Single-family rental homes have long been preferred by mom-and-pop investors looking to diversify into income-producing assets that don’t move in tandem with the stock market. Over the last decade, institutional funds have also plowed capital into single-family rentals (SFRs). Now even renters are frequent buyers of the properties, according to Rich Ford, chief development officer and co-founder of Roofstock, an online marketplace for buying and selling SFRs. More than 50% of investors who use the service are renters. What’s more, 62% of Roofstock’s investors live more than 1,000 miles away from their investment properties.

“We have a lot of millennials on Roofstock who live in expensive housing markets like California and New York who are renters themselves, but who would like to invest in the U.S. housing market,” said Ford, who participated in an SFR discussion at the National Association of Real Estate Editors conference this week in Las Vegas (#NAREE18). “They are purchasing rental homes in markets such as Charlotte, N.C., Memphis, Tenn., and Indianapolis, and are using the acquisitions as a means to build wealth.” 

While the SFR market is still highly fragmented, Morningstar’s most recent examination of SFR portfolios owned by institutional investors indicates that the asset class continues to enjoy healthy fundamental growth. The average vacancy rate in securitized SFR pools across 20 U.S. markets declined to 4.1% in April from 4.5% a year earlier, according to Morningstar. The research organization also reported that the average blended SFR rental rate climbed 4.3% in April, a year-over-year increase of 30 basis points. (The blended rate combines rental rates for renewals and newly leased properties that were previously vacant.)
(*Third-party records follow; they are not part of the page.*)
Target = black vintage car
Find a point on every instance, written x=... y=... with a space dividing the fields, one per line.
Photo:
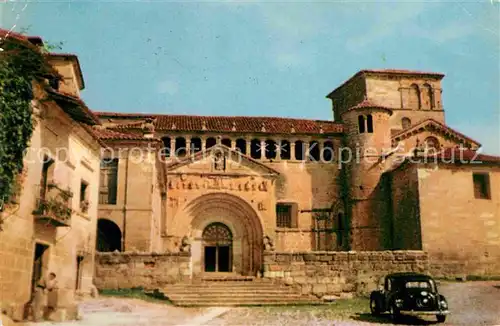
x=409 y=294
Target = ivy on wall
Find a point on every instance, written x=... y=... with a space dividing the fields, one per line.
x=21 y=64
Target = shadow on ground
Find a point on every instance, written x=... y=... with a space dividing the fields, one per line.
x=385 y=319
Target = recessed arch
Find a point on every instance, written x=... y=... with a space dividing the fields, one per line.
x=239 y=217
x=109 y=236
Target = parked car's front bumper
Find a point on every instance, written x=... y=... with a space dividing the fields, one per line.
x=424 y=312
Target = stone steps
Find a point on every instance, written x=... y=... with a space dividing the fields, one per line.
x=235 y=293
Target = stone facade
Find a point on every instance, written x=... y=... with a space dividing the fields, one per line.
x=332 y=273
x=366 y=199
x=51 y=225
x=127 y=270
x=252 y=196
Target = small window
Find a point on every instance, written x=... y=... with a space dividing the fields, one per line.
x=405 y=123
x=108 y=181
x=481 y=185
x=314 y=151
x=361 y=124
x=299 y=150
x=241 y=145
x=84 y=203
x=285 y=215
x=369 y=123
x=285 y=150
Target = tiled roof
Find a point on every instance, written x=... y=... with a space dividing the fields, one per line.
x=76 y=61
x=109 y=135
x=77 y=109
x=458 y=155
x=35 y=40
x=238 y=124
x=368 y=104
x=388 y=71
x=437 y=125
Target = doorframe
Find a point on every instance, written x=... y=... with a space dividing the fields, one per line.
x=217 y=246
x=46 y=254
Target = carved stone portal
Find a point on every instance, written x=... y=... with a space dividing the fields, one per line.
x=185 y=244
x=268 y=244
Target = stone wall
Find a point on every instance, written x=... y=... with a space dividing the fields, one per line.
x=332 y=273
x=148 y=270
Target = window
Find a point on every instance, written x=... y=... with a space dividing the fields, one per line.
x=414 y=97
x=195 y=145
x=180 y=146
x=405 y=123
x=299 y=150
x=84 y=203
x=285 y=215
x=314 y=151
x=241 y=145
x=431 y=144
x=108 y=182
x=47 y=174
x=285 y=150
x=481 y=185
x=226 y=142
x=166 y=147
x=361 y=124
x=210 y=142
x=369 y=123
x=328 y=151
x=255 y=149
x=270 y=149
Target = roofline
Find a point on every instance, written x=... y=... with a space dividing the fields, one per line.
x=76 y=63
x=102 y=114
x=436 y=75
x=401 y=133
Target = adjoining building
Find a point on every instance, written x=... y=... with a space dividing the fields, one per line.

In conjunction with the NAREE show, Roofstock this week rated the top 10 markets in 2018 for real estate growth based on the expansion of the prime rental cohort ages of 20 to 34 and job forecasts. Here’s the company’s take on the markets, and where available, the average blended SFR rental rate growth based on Morningstar’s coverage of institutionally owned SFR properties:

  1. Orlando. Renter cohort growth: 2.8%. Employment forecast: 4%. The leisure and hospitality industry fuels employment in this popular tourist destination. SFR rental rates grew 5.2% in April, a year-over-year increase of 30 basis points.
  2. Raleigh, N.C. Renter cohort growth: 4%. Employment forecast: 3.7%. The market boasts a major technology research park that is fueled by the work and graduates of three major area universities.
  3. Austin, Texas. Renter cohort growth: 2.5%. Employment forecast: 3.9%. One of the fastest growing metros in the country, the capital of Texas includes many well-known technology firms, including Apple.
  4. Charlotte. Renter cohort growth: 2.9%. Employment forecast: 2.5%. Charlotte features a strong job and population growth. Ernst & Young and Corvid Technologies are among companies adding jobs.
  5. Salt Lake City. Renter cohort growth: 1.8%. Employment forecast: 3.2%. Developments such as a new Amazon fulfillment center and the first phase of the 50 million-square-foot SLC Port Logistics Center are in the works.
  6. Houston. Renter cohort growth: 1.6%. Employment forecast growth: 3.6%. A rebound in oil prices has brightened job creation prospects. The SFR rental rate grew 3.6% in April, a year-over-year increase of 190 basis points.
  7. Atlanta. Renter cohort growth: 2%. Employment forecast: 2.8%. Gross SFR returns exceed 8%, according to Roofstock. The SFR rental rate grew 4.9% in April, a year-over-year increase of 30 basis points.
  8. Phoenix. Renter cohort growth: 2%. Employment forecast: 2.8%. A relatively low cost of living and a business-friendly climate are attracting companies and workers. The SFR rental rate increased 6.7% in April, up slightly from a year earlier.
  9. Seattle. Renter cohort growth: 1.8%. Employment forecast: 3%. Amazon and Microsoft anchor this tech market, where Facebook recently moved into new offices and increased headcount.
  10. Tampa, Fla. Renter cohort growth: 1.2%. Employment forecast 3.8%. The market enjoys a vibrant healthcare presence and one of the strongest job forecasts in the state. The SFR rental rate grew 4.4% in April, up from 3.1% a year earlier.